-3

I have a JavaPairRDD<String, List<Tuple2<Integer, Integer>>> named rddA. For example (after collecting rddA): [(word1,[(187,267), (224,311), (187,110)]), (word2,[(187,200), (10,90)])]. Thus, for example, word1 is the key and value is [(187,267), (224,311), (187,110)])].

How can I define the corresponding JavaPairRDD<Integer, List<Integer>> to get the following ouptput:

[(187, [267, 110, 200]), (224,[311]), (10,[90])]

So, the obtained JavaPairRDDincludes three keys: 187, 224 and 10. And for example, the key 187 has [267, 110, 200] as a list value.

bib
  • 944
  • 3
  • 15
  • 32
  • did you look at groupingBy? https://docs.oracle.com/javase/8/docs/api/java/util/stream/Collectors.html – Danny Fried Feb 04 '20 at 07:30
  • What you are asking for is not very clear. Could you describe the logic with words? And also tell us what you have tried? – Oli Feb 04 '20 at 10:52
  • @Oli checks plz – bib Feb 04 '20 at 15:46
  • Figuring out what you are trying to do with only one record is quite difficult.

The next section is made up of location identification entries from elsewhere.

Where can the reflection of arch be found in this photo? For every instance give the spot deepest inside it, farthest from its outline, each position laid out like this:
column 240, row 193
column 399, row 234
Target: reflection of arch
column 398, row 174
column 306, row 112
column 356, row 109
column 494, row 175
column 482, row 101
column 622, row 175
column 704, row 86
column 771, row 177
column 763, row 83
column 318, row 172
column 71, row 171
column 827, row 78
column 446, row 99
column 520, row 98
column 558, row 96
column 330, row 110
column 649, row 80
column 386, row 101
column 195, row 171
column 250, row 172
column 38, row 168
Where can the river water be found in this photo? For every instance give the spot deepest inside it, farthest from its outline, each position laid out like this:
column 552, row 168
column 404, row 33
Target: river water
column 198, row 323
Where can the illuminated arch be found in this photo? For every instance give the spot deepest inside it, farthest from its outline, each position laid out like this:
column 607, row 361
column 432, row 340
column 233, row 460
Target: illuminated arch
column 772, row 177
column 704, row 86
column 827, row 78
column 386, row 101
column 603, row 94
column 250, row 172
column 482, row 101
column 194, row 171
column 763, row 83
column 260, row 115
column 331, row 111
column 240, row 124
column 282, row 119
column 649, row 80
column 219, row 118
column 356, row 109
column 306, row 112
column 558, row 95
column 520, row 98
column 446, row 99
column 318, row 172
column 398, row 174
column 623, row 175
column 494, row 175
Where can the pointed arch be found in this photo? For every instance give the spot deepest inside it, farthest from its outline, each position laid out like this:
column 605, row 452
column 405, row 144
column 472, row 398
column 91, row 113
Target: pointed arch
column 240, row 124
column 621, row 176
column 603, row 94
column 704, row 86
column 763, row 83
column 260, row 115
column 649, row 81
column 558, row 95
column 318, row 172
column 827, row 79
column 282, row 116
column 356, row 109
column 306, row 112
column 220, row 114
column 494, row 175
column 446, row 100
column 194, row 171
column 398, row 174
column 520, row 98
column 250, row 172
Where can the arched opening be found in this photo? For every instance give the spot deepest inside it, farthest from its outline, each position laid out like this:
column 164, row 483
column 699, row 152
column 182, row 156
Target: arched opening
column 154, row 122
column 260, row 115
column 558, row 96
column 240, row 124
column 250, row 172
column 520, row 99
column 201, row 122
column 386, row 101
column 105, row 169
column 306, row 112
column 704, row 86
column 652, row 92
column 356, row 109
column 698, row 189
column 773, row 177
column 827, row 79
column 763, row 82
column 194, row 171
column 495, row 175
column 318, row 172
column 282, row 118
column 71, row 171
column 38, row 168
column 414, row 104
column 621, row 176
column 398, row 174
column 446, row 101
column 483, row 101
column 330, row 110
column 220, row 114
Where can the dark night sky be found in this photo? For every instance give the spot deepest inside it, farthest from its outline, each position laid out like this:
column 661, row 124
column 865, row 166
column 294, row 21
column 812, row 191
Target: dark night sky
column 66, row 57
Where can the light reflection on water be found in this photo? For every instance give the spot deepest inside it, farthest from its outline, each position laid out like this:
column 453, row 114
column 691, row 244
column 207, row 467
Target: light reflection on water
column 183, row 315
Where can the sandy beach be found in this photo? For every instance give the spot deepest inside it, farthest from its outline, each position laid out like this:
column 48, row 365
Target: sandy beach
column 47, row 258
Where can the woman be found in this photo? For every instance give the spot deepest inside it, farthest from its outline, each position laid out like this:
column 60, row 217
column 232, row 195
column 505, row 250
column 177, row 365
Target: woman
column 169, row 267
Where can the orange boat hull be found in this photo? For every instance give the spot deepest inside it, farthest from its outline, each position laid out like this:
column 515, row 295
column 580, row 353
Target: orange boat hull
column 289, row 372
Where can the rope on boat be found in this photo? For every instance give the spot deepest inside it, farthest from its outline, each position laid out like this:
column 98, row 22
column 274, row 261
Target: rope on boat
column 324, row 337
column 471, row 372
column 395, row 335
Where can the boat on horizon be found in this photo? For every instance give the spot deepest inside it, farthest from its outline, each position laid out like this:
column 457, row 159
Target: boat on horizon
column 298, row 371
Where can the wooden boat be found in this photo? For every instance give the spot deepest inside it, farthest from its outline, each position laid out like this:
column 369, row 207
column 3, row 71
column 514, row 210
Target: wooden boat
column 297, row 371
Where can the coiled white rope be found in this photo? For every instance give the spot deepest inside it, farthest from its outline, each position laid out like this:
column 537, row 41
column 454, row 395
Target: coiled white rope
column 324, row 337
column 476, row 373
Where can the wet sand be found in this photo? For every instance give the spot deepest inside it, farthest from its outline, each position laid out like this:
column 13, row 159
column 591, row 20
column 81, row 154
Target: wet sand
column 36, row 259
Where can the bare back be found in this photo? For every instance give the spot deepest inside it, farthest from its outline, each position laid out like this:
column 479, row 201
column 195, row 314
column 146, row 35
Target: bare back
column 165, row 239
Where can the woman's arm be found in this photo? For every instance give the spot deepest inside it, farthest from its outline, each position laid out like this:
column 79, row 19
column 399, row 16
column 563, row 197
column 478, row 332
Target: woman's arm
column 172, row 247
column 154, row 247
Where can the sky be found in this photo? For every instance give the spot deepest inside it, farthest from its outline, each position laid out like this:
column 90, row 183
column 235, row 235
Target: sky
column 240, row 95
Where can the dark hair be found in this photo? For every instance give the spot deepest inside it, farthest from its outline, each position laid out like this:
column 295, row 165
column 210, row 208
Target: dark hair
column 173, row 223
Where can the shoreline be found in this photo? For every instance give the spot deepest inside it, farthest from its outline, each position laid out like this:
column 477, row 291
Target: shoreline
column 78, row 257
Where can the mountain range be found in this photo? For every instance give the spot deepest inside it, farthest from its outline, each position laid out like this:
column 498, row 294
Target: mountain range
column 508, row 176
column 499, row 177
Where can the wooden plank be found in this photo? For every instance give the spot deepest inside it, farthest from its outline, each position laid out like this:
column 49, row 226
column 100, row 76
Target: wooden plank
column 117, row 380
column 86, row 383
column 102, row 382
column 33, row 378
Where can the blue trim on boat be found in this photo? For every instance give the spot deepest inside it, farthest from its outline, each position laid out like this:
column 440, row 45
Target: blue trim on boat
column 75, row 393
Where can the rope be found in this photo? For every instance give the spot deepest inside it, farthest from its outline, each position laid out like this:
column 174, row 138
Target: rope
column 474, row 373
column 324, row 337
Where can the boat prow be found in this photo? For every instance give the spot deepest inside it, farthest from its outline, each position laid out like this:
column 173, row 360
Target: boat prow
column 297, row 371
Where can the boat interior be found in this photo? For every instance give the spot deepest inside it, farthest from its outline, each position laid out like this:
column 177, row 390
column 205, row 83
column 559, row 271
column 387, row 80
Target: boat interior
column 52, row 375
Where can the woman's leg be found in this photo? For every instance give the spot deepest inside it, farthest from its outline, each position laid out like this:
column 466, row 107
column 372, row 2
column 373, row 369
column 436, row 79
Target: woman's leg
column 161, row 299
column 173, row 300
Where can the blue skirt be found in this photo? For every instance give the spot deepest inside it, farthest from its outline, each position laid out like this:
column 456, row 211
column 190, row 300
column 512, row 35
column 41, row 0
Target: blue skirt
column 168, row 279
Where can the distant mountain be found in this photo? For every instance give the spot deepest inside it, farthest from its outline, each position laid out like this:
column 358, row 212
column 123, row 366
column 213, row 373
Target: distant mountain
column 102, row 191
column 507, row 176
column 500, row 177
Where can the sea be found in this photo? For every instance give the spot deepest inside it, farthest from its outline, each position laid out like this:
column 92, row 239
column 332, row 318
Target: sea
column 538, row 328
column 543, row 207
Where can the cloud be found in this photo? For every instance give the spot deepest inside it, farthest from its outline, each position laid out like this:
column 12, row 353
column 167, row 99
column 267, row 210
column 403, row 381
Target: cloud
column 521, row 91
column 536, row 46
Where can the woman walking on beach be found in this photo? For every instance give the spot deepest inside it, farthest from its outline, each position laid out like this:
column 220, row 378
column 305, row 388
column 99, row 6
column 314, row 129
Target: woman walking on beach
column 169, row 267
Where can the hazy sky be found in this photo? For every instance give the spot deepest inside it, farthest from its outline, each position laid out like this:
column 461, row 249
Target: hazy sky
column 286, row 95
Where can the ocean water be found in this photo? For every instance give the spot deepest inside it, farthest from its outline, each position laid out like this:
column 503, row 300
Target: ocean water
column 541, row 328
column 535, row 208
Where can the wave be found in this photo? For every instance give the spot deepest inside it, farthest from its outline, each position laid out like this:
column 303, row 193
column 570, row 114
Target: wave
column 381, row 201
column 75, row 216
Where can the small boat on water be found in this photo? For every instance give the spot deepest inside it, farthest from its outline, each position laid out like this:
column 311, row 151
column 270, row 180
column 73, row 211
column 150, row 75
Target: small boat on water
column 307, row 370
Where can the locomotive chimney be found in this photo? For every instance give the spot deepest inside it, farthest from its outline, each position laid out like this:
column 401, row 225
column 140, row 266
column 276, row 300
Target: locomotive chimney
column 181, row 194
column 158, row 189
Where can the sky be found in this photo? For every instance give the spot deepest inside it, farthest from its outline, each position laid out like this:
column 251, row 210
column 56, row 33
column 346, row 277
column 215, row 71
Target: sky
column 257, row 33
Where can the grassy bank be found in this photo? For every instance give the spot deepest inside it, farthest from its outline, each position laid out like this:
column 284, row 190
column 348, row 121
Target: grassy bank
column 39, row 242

Can you provide an example with 2 or 3 records in your RDD? Ideally, can you explain the logic as well? – Oli Feb 04 '20 at 16:03
  • @Oli check plz i whish it is more clear now. thank for your cooperation – bib Feb 04 '20 at 16:27
  • Oh right, I understand what you want to do now – Oli Feb 04 '20 at 16:33
  • @Oli thank you your solultion works. But as i read we should not use groupbykey for large dataset so how can i modify your solution to use reduceByKey, please – bib Feb 04 '20 at 18:18

1 Answers1

1

You simply need to flatten the list of tuples (second value of your tuple) and group by the first element of the tuple.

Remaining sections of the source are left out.